Almost everyone understands the power and reach of digital these days. Still, to see it mapped out, over the course of a breaking news event, is pretty amazing.
In the hours preceding President Obama’s address on the death of Osama bin Laden, online and broadcast speculation ranged from the predictably ridiculous to the surprisingly prescient. But on Twitter, one accurate tweet out of 4,000 tweets per second spread with stunning speed, triggering an explosion of retweets and responses.
As SocialFlow shows in a terrific study, Keith Urbahn, chief of staff at the office of Donald Rumsfeld, had the timing and authority to drive his tweet from his network of 1,000 followers into vastly larger networks, within minutes. “Keith Urbahn wasn’t the first to speculate bin Laden’s death,” SocialFlow notes. “But he was the one who gained the most trust from the network.”
It’s vital that communication professionals be able to accurately analyze and act on today’s rapidly changing influence ecosystem, and to intuitively understand how influence moves and spreads within it. Recognizing influence pathways and quickly optimizing them for clients is paramount to effective public relations. Often, the optimal influencers are not the usual suspects.

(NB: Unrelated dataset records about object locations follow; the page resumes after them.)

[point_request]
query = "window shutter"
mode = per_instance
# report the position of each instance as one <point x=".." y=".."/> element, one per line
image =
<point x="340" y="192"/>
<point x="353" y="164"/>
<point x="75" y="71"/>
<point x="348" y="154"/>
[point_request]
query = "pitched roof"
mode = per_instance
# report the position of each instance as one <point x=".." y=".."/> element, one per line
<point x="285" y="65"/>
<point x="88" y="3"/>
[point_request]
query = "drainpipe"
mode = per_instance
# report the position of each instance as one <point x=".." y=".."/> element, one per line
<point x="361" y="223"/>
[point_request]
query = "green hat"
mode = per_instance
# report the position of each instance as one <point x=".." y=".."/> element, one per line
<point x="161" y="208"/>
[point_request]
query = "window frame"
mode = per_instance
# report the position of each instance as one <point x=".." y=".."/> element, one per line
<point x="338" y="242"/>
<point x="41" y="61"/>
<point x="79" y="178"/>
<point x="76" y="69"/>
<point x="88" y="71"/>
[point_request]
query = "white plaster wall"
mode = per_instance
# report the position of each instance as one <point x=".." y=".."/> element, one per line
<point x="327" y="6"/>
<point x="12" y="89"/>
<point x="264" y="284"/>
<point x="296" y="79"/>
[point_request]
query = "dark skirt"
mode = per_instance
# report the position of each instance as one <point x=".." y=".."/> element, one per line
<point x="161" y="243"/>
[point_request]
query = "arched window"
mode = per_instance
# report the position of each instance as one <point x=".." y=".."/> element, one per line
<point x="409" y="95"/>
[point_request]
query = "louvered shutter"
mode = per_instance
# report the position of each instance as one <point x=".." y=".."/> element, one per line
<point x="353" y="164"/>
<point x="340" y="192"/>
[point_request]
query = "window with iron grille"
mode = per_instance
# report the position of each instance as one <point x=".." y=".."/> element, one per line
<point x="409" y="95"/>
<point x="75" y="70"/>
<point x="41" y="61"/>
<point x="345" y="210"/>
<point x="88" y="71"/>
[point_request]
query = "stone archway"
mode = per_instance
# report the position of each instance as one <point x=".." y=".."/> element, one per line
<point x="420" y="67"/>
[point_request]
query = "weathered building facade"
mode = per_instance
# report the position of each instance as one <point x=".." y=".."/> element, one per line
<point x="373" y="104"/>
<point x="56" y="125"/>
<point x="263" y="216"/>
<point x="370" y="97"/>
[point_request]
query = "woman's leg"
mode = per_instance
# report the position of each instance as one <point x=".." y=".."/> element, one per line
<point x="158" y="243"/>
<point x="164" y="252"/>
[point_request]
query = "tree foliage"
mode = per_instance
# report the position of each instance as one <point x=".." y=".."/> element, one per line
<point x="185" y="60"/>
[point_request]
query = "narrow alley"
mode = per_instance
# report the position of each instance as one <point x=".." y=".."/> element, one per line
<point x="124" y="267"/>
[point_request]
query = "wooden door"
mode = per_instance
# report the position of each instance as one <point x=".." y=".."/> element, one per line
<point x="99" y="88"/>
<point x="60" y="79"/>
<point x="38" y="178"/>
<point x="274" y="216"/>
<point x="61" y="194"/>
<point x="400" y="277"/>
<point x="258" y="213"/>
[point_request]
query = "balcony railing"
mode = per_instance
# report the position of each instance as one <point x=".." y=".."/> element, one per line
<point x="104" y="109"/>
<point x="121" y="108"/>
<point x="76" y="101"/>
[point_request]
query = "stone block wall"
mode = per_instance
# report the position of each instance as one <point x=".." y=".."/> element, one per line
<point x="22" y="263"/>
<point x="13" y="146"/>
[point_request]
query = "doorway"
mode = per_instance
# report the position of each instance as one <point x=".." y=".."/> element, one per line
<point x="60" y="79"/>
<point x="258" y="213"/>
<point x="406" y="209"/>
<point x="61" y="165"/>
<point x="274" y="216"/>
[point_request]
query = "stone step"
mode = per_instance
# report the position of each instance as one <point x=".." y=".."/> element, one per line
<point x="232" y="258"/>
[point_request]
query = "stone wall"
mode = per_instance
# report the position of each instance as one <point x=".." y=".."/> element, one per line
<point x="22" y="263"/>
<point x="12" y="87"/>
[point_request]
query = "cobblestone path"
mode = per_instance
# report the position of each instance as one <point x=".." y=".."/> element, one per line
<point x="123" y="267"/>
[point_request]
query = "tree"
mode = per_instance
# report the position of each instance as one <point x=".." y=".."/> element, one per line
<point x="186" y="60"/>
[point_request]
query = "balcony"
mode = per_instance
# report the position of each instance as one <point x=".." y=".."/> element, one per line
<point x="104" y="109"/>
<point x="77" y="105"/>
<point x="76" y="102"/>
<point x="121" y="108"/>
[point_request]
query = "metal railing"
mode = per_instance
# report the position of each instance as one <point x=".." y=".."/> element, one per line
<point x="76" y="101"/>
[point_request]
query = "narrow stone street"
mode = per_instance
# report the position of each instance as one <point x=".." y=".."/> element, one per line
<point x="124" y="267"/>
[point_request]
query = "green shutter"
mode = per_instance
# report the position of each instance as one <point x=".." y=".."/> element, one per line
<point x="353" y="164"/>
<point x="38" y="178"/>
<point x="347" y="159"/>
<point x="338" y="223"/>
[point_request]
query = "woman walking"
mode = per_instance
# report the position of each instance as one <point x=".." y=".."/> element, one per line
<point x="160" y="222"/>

Public relations used to be primarily about access. Today, success is less contingent upon being gatekeepers to mainstream media—or digital media, for that matter—and more about being highly effective and responsive guides, leading clients to areas and outlets where they can have effective and influential interactions with the people who matter most to them. As we continue to witness, the influencer ecosystem is extraordinarily dynamic. To drive success for clients, we must be as well.